There is also the huge matter of stigma. Because psychiatric symptoms can adversely affect behaviour they are often thought to be under the sufferers control. So wrong. Employees may be reluctant to tell their boss they have a mental illness, because stigma gets in the way. So, they struggle in silence, possibly thinking they can push through it. They can no more push through it without appropriate treatment than someone with cancer can push through their illness unaided.
Many employers struggle with the concept that their mentally ill employee may need an unknown amount of time off to get better. Running a business and not knowing how long an employee will need off is a logistical nightmare. Many other illnesses’ treatment and recovery have a defined end point. Even if they need lengthy sick leave, someone who has a broken leg or needs chemotherapy will be able to tell their employer when they are likely to be able to return to work. Mental illness is different. Even a highly trained psychiatrist can’t tell their patient when they will be better. They can give a rough guideline, but that’s all. And mental illness almost never gets better in the 10 days of annual sick leave most employees are entitled to. So, then what?
Someone suffering a mental illness can be fired or convinced to resign relatively easily. Not so much because there is no legislation to prevent this – there may well be – but because while the employee is unwell they have no spare energy to fight for their rights. They are often battling feelings of guilt or shame (either as primary symptoms, or secondary to underperforming at work or having to take time off). By the time they are well enough to consider what they are entitled to, it’s often too late. If that employee is the sole wage earner in the household and they don’t have sympathetic family or friends to support them while they are unwell (for as long as it takes) – then who will pay their mortgage or rent? Suddenly there is nowhere but the footpath in a big city to call home.
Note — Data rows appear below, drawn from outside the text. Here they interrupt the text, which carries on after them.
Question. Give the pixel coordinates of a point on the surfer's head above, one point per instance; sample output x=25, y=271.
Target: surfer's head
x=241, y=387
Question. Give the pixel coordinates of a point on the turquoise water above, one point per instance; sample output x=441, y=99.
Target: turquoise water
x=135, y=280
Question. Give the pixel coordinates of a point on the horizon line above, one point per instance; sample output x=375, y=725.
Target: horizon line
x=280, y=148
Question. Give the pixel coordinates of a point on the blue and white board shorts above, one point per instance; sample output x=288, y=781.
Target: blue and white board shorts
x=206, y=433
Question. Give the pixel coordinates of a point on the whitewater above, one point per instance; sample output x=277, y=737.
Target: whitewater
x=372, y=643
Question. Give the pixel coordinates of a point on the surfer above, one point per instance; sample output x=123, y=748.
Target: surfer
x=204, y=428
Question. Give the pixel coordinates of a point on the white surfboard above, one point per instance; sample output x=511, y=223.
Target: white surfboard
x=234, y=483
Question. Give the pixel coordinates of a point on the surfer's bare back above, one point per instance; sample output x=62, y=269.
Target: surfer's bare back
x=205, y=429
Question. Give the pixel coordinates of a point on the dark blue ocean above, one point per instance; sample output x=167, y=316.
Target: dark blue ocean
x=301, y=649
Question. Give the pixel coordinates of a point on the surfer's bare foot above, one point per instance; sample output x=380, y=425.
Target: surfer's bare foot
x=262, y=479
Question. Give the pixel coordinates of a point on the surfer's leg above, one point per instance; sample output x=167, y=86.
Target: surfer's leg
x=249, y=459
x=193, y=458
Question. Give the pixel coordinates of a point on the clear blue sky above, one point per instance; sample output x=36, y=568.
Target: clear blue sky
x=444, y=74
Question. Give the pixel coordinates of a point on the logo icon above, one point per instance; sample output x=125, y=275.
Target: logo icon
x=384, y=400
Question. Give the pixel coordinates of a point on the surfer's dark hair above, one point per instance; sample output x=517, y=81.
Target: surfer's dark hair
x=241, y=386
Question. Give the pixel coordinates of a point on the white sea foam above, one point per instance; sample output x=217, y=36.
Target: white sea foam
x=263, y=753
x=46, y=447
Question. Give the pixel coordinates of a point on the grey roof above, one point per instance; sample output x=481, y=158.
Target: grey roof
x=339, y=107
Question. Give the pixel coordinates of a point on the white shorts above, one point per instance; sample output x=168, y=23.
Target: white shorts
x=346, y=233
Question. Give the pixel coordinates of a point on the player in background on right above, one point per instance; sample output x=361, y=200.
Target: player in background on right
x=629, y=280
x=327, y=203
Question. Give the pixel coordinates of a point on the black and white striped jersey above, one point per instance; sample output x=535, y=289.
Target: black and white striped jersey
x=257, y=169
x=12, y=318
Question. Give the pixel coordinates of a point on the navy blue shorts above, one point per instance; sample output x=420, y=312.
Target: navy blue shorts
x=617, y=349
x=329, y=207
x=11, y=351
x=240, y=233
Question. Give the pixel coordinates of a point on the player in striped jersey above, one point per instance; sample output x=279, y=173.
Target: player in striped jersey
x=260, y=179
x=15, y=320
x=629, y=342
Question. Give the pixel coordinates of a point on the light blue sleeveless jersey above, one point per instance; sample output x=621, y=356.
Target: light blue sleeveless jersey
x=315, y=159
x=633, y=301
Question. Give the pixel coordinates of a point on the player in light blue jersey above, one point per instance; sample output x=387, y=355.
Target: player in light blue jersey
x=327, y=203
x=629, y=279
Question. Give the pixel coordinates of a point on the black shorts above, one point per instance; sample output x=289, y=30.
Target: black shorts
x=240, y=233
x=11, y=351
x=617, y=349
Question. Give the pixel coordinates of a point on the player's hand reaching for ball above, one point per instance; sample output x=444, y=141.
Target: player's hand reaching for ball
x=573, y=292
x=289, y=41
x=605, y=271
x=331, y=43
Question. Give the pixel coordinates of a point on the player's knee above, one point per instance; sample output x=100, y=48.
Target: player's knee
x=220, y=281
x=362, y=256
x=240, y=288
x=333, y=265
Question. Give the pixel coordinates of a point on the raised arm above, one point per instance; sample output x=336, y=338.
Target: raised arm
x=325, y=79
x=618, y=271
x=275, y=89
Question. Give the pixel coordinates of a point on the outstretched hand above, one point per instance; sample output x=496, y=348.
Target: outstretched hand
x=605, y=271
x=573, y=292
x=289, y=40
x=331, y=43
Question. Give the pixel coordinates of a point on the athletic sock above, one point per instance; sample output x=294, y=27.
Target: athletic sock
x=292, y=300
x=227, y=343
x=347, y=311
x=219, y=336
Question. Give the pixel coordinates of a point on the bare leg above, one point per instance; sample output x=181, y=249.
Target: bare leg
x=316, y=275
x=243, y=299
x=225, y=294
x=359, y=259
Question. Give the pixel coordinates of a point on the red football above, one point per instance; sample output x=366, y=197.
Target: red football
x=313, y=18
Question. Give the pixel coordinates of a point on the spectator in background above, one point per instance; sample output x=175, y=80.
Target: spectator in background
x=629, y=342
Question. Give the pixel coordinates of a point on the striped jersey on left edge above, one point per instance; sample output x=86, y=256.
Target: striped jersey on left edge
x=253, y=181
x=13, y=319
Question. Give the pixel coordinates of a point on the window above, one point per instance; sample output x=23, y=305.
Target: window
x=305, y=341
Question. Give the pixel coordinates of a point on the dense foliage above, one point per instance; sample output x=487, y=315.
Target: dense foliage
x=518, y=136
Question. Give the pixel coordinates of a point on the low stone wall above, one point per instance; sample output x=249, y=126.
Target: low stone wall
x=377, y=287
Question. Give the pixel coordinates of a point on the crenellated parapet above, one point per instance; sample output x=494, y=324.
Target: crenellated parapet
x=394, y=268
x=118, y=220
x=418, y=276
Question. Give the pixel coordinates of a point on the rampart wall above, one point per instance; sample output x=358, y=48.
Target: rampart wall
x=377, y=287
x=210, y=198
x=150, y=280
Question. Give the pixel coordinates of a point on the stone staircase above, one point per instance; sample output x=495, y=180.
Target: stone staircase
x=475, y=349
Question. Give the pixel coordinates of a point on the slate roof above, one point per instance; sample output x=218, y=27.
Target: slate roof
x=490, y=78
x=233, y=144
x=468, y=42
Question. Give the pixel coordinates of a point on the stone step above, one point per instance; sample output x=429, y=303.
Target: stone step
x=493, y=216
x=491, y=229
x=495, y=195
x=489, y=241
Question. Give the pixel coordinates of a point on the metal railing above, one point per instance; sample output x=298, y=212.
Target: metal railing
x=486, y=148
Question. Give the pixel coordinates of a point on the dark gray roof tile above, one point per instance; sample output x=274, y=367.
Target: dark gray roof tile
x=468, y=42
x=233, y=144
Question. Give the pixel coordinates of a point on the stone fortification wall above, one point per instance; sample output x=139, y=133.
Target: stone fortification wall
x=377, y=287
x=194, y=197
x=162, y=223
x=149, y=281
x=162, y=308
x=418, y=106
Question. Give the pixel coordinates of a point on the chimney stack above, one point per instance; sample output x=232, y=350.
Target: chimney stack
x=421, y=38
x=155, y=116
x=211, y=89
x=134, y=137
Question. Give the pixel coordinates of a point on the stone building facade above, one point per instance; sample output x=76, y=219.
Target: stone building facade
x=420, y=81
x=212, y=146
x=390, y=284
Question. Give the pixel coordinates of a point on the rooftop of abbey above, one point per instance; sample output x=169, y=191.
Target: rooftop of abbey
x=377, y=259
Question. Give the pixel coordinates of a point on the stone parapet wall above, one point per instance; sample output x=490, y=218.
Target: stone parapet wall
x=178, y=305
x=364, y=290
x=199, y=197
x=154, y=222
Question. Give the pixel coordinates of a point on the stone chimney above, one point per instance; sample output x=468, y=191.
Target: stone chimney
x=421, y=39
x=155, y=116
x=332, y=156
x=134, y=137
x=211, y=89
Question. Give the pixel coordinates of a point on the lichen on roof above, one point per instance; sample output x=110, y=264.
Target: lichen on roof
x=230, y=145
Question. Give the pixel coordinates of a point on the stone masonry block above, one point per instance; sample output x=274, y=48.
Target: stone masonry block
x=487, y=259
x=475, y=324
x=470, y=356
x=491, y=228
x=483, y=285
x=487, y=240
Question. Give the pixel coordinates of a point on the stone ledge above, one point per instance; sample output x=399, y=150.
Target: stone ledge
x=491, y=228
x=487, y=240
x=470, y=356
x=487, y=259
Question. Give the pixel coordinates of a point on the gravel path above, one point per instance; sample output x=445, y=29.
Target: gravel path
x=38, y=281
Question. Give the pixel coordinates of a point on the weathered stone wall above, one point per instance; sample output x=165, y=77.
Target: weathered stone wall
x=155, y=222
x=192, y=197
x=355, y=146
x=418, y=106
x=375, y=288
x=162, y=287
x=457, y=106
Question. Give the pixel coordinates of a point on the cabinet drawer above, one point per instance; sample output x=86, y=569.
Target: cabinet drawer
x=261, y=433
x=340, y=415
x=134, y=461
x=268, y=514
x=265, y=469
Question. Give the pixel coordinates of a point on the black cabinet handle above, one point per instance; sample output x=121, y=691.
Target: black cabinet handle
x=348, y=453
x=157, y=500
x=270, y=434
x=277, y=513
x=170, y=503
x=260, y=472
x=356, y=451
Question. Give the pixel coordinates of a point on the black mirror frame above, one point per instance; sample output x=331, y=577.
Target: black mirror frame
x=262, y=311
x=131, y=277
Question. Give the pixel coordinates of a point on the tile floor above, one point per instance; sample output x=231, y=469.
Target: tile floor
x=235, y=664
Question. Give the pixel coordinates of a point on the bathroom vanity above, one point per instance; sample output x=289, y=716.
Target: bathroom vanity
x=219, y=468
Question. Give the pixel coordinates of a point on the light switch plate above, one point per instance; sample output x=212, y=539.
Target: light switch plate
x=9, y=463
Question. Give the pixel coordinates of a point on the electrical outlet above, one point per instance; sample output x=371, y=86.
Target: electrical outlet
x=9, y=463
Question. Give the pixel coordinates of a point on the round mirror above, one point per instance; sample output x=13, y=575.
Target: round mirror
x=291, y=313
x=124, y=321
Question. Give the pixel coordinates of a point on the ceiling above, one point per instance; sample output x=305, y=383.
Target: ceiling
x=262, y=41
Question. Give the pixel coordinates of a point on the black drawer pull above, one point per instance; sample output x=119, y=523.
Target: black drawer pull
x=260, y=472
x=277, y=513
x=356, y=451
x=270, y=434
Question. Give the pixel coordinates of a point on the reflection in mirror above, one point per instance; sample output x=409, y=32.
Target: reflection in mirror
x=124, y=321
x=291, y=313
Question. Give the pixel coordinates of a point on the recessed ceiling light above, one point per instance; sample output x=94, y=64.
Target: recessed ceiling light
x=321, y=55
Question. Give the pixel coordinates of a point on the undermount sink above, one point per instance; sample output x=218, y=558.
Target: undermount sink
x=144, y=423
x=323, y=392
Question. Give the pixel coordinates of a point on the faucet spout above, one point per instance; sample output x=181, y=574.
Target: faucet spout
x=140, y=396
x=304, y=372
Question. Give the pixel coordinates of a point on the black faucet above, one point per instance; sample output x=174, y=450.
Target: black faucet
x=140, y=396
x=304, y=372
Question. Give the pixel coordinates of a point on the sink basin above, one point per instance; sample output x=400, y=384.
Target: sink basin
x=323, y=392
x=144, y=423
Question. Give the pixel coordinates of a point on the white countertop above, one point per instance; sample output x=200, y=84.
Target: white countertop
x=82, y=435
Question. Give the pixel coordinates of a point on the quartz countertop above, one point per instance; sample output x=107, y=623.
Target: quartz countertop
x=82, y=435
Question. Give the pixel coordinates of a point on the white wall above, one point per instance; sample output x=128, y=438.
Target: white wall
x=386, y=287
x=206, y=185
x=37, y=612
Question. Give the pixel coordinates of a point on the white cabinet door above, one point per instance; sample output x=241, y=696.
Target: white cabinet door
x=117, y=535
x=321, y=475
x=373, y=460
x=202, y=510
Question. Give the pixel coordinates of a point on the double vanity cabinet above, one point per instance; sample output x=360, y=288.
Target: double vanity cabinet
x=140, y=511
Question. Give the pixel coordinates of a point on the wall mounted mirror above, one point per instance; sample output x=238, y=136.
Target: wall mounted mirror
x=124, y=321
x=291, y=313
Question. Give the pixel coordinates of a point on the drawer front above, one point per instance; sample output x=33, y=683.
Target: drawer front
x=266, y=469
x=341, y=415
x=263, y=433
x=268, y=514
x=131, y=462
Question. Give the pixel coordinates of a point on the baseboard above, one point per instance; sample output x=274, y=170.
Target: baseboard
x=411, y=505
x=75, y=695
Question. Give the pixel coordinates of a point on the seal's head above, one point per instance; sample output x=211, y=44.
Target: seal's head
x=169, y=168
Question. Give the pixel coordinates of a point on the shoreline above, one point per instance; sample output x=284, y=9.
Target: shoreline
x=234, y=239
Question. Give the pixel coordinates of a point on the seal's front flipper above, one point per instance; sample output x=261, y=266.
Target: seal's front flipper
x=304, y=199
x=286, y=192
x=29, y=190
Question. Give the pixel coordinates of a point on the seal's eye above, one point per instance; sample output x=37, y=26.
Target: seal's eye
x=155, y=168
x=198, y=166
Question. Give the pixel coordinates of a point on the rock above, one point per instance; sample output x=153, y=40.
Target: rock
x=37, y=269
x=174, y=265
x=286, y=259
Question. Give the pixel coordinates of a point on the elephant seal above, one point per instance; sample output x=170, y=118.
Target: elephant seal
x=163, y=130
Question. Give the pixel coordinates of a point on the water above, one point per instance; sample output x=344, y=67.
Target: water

Then there’s alcohol and/or drug abuse. It’s expensive and makes it even harder to stay in paid employment. Unfortunately, while mental illness and (ironically) seeking help for these illnesses remain shrouded in stigma, and as long as our public mental health system fails to provide the care needed, those most vulnerable will self-medicate with the very substances that can exacerbate their symptoms or even trigger a latent mental illness.
I used to throw coins in hats to assuage the mix of sadness and embarrassment at seeing people living on the pavement. But that’s not the answer. Especially not if you walk away without thinking about this issue further. For me now, I am acutely aware that I could become homeless because of my illness. All it would take is a change in my circumstances, something as simple as no longer being able to afford private health insurance, and this illness could swoop in and take everything from me.
So, when my sheltered children first encountered homeless people in numbers last week, I explained the link between homelessness and mental illness, and that the first step towards a solution is to shred the stigma surrounding it. Rather than teaching our children to avert their eyes from what we might not want them to see. Let’s lead by a better example and open their eyes. To all of it. Even the ugly stuff.